In his eagerness to overcome barriers between Christians and Muslims and between their faiths (or shared faith from different angles, as Siljander views it), the sectarianly Protestant views of the book's author do not take into account some formidable hurdles for more traditionally Catholic Christians (especially for Roman and Uniate Catholics, Old Catholics, Eastern Orthodox, as well as some Anglican and Lutheran Christians and, partly, those of the non-Chalcedonian Oriental Churches).

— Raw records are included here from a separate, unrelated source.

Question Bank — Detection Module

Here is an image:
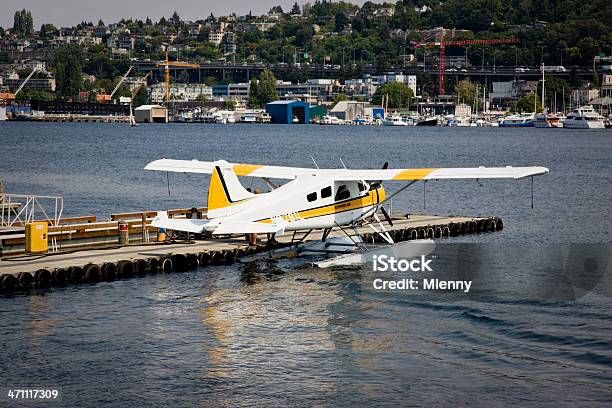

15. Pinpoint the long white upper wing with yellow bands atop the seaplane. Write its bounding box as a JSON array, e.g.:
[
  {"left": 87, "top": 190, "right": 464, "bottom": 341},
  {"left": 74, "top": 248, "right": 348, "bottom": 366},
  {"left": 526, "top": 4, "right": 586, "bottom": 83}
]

For us, Siljander's blithely stated dismissal of the pertinence and crucial importance for Catholic-minded Christians entailing such criteria as the Oecumenical Creeds, absolute Trinitarian and Christological orthodoxy, the Visible Church (Christ's corporate Body on Earth, the Holy Ministry, etc.), the sacraments (lacking in Islam) as objectively efficacious and normative means of grace, the authority of Oecumenical Councils, and so forth, is unacceptable.
The stripped-down and individualistic Christianity of sectarianism (of the "Fundamentalists", the "Neo-Evangelicals", the "Charismatics" or "Pentecostalists", the "Cambellites", the "Adventists", the "Methodists", and of others) of Mark Siljaner and his pan-denominationalist co-religionists, and even of more decidedly "magisterial" Protestantism, can accomodate such unreconciled divides more readily than Catholic Christianity (broadly but not indiscriminatately defined) can tolerate the same with a good conscience. However, all Christians, if they ponder deeply and fully what Siljander, Abdul-Haqq, Bp. George K.A. Bell, and others like them have had to say and and to write about what Christianity and Islam share, should have a greater mutual understanding and respect than, sadly, they have tended to manifest in the past.

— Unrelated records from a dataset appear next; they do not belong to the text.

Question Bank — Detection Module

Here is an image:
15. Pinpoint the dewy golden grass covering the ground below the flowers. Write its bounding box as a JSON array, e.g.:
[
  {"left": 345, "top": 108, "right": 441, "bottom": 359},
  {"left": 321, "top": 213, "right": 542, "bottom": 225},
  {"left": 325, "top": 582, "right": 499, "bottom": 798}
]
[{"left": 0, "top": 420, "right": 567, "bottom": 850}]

A number of fine Islamic scholars and activists currently active (e.g., Tariq Ramadan and Farid Esack) have militated for better understanding and "dialogue" of some kind between Muslims and Christians on questions of social issues, sexuality and gender, ideology, politics, tolerance, and other such issues, but Siljander and others who share his specifically religious motives deal with what is more fundamental, i.e. what the Qur'an and Bible say in common (to an amazingly large degree) and on what they differ (to surprisingly limited extent). For religious understanding, love of the souls of Muslims, and peace and harmony between the Christian and Muslim world and communities, books such as those by Siljander and Abdul-Haqq have an important role to play.